The Leap, one of Mackay’s oldest hotels, is right underneath, and you can contest the details of the story over a cold beer if you’re interested. From here the road passes the inevitable canefields on the way to Mount Jukes, before descending to coastal flats. The road to Cape Hillsborough starts a couple of kilometres before Seaforth township and branches before the park, the right fork heading to the main area, the left terminating at undeveloped Smalleys Beach.

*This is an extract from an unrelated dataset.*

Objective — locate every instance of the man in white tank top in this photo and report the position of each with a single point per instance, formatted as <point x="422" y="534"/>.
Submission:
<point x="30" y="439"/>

Brampton Island and Credlin Reef

Brampton Island, 1hr offshore the Mackay area, and the adjacent, uninhabited Carlisle Island are thickly wooded, their rocky shorelines dotted with pretty coral beaches. Two hours beyond Brampton, Credlin Reef is the most touristed local dive site, complete with pontoon, but there’s a fair amount to see, including shallow coral outcrops and a one-metre-wide sea anemone with resident clownfish and harlequin tuskfish. More adventurous divers should arrange in advance with Mackay Adventure Divers for access to the nearby Catacombs.

Getting there and around

Mackay’s centre straddles the crossroads of Victoria Street and Sydney Street, with the bus station a short walk away on Milton Street. Both trains (station on Connors Road, off Milton Street along Boundary Road or Paradise Street) and planes arrive south of town; a taxi will set you back around $8 into town and $25 to Bucasia (for some beachfront accommodation). The tourist information centre (tel 07/4952 2677) is inconveniently located 3km south of town along the Nebo Road (Bruce Highway), but you can get help with bookings from accommodation or the bus station.

Eating

Mackay has plenty of good, cheap places to eat. There are snack bars all around the centre, or try one of the places below for a restaurant meal. Downtown pubs all offer lunch specials – around $3 for a full meal as does Mackay Leagues Club.
  • Angelo’s, 27 Sydney St. Mediterranean cooking and genuine wood-fired pizzas.
  • Cactus Jack’s, Victoria St (east end). Extraordinarily popular Tex-Mex joint which refuses bookings. Turn up early and prepare to have a few drinks at the bar while waiting for a table.
  • Coco’s Bar & Grill (at the Austral Hotel), Victoria St (bus station end). A carnivore’s dream, with marinated grilled steaks in 600g, 800g and 1kg servings for $15–20.
  • Globe Cafe, 36 Sydney St. A good range of coffees and cakes, plus an international menu that includes Belgian beer stew and plenty of salads. Open 10am–11pm; closed Mon evening.
  • Sorbello’s, 168 Victoria St. Good choice for pastas and the typical range of Italian dishes for around $20 per person. Lunch specials Mon–Fri; open for dinner 7 days.
  • Toong Tong Thai, 10 Sydney St. Long-established Thai restaurant and takeaway with impeccable food, authentically hot and spicy if requested. Around $20 a head for a full meal.

Accommodation

Nebo Road is a virtual landing strip of neon motel signs. For sun and sand, take the highway towards Townsville and then turn off and follow the signs for Bucasia.